Chupah on Shabbos and Yom Tov

The Mishna had stated: The father is entitled to the earnings of his daughter.

The Gemora (Kesuvos 47a) asks: What is the source for this?

The Gemora answers: It is learned from that which Rav Huna said in the name of Rav: How is it known that a daughter’s earnings belong to her father? It is because it is written [Shmos 21:7]: When a father shall sell his daughter as a maidservant. The Torah juxtaposes the words “daughter” and “maidservant” to teach the following: Just as the earnings of a maidservant belong to her master, so too, the earnings of a daughter belong to her father.

The Gemora asks: Perhaps, the Torah is only referring to a minor, whom a father may sell as a maidservant; however, in respect to a na’arah, whom the father may not sell, her earnings belong to her?

The Gemora answers: It can be derived through the following logical argument: If it would be imagined that her earnings does not belong to him, how would the father have the right to deliver his daughter to the chupah (bridal chamber)? How could he consign her when he thereby prevents her from doing her work (during her preparations for chupah and its ceremony)?

Rav Achai objects to this line of reasoning and asks: Perhaps the father pays her compensation for her loss of work during the time of the chupah? Alternatively, he may deliver her to the chupah at night (when she is not working anyway)! Alternatively, he may deliver her to the chupah on Shabbos and Yom Tov (in which time, it is forbidden to perform any labor)!

Tosfos asks: How can we be discussing a case where he married her on Shabbos or Yom Tov? The Gemora in Moed Katan (8b) states that one may not get married even during Chol Hamoed, for one is not permitted to intermingle one source of joy with another. It is evident from a Gemora in Chagigah (8b) that this is a Biblical halacha. Certainly, it should be forbidden to marry on Yom Tov!?

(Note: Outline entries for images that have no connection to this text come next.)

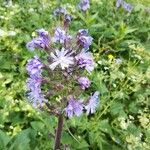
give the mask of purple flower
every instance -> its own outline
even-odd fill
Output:
[[[49,46],[49,40],[45,38],[34,38],[32,41],[28,42],[26,47],[30,51],[34,51],[35,48],[46,49]]]
[[[92,44],[93,38],[88,36],[88,30],[81,29],[77,34],[78,44],[82,46],[82,48],[88,49]]]
[[[54,70],[58,65],[60,65],[64,70],[74,64],[74,59],[68,50],[62,48],[61,51],[56,50],[55,53],[56,54],[51,53],[51,57],[53,59],[53,63],[49,66],[51,70]]]
[[[56,28],[53,41],[60,42],[61,44],[63,44],[65,40],[66,40],[66,32],[60,27]]]
[[[122,3],[123,3],[123,0],[117,0],[116,7],[117,8],[121,7]]]
[[[28,99],[35,108],[42,107],[44,102],[47,102],[47,100],[44,98],[44,95],[39,90],[30,91],[28,93]]]
[[[126,3],[126,2],[123,2],[122,7],[123,7],[126,11],[128,11],[128,12],[131,12],[132,9],[133,9],[133,6],[132,6],[131,4],[129,4],[129,3]]]
[[[54,10],[53,14],[54,14],[54,16],[59,16],[61,14],[66,14],[66,9],[62,8],[62,7],[59,7],[59,8]]]
[[[82,46],[82,48],[88,49],[92,44],[93,38],[91,36],[80,36],[78,38],[78,43]]]
[[[29,59],[26,65],[29,75],[40,75],[42,67],[43,65],[37,56],[34,56],[33,59]]]
[[[89,73],[94,69],[94,61],[92,53],[82,50],[76,57],[77,65],[80,68],[85,68]]]
[[[81,86],[81,89],[85,90],[86,88],[90,87],[90,80],[87,77],[80,77],[78,78],[78,82]]]
[[[42,82],[42,79],[41,77],[38,77],[38,76],[30,76],[30,78],[27,79],[27,88],[29,91],[35,91],[38,89],[40,89],[40,86],[41,86],[41,82]]]
[[[96,91],[89,99],[89,103],[85,106],[87,114],[93,114],[96,111],[97,106],[99,105],[99,92]]]
[[[35,48],[47,49],[49,47],[49,36],[48,32],[44,29],[36,30],[39,34],[39,37],[34,38],[32,41],[28,42],[26,47],[30,51],[34,51]]]
[[[73,115],[80,116],[82,114],[83,104],[76,101],[74,98],[69,100],[68,106],[65,108],[66,116],[71,118]]]
[[[88,36],[88,29],[80,29],[78,31],[78,36]]]
[[[90,8],[90,2],[89,2],[89,0],[80,0],[80,3],[78,5],[78,7],[82,11],[86,11],[87,9]]]
[[[43,37],[43,38],[47,38],[48,37],[48,31],[46,31],[43,28],[36,30],[36,32],[38,33],[38,35],[40,37]]]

Tosfos answers that we are referring to a case where he married her an hour before Yom Tov; in respect to performing labor, it is regarded as Yom Tov, for one is Biblically obligated to add time before Yom Tov and to treat it as if the Yom Tov began; however, it is not considered Yom Tov for the obligation of simcha yet, and therefore, one is permitted to marry during that time. It is at this time, where she anyways may not perform any labor, the father would deliver her to the chupah, and he would not be causing her any loss whatsoever.

Reb Akiva Eiger asks: Not all labor is forbidden to do on Shabbos and Yom Tov; isn’t the father still preventing her from performing that type of work? The fact that it is forbidden to receive compensation for work performed on Shabbos will not be a sufficient explanation in our Gemora, for that is only a Rabbinical prohibition, and we are discussing a Biblical one!

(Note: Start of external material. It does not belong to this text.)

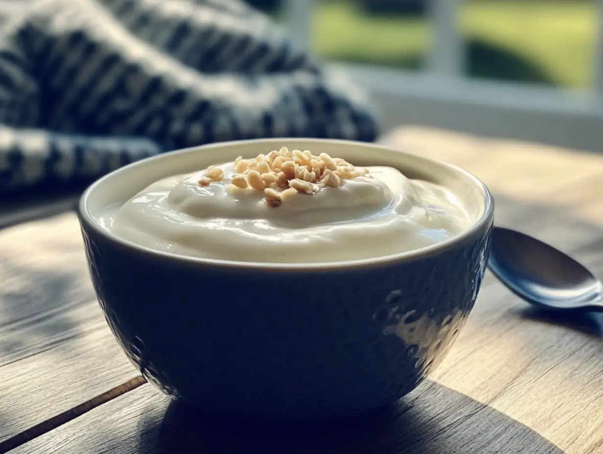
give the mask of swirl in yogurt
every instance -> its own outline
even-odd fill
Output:
[[[267,200],[268,191],[239,184],[239,166],[240,162],[227,162],[211,172],[162,179],[121,207],[107,209],[101,224],[119,237],[159,251],[307,263],[419,249],[455,236],[473,223],[450,191],[410,180],[390,167],[348,172],[349,178],[338,178],[335,185],[325,184],[324,174],[323,183],[314,175],[311,191],[289,191],[286,194],[295,197],[286,200],[286,189],[271,183],[273,197],[283,195],[274,204]],[[209,174],[219,178],[208,180]],[[236,187],[233,180],[247,187]]]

Reshash answers that our Gemora does not mean that it is forbidden to perform labor on Shabbos, for there are many types of permitted labor that one may perform on Shabbos. Our Gemora means that it is not common for one to be working and receiving compensation for labor on Shabbos and Yom Tov. This is why it is not considered that the father is causing her to lose by marrying her off; she probably would not have been working anyway!

This could be proven from the Gemora’s alternative answer that the father delivered her to the chupah at night. It is not forbidden to perform labor at night; however, it is uncommon. The father is not causing her to lose by delivering her to the chupah at night.

It would seem from Tosfos, however, that we are searching for a time where performing labor would be forbidden, and that is why Tosfos explained the case to be referring to the additional time added before Yom Tov, when it is Biblically forbidden to perform labor at that time.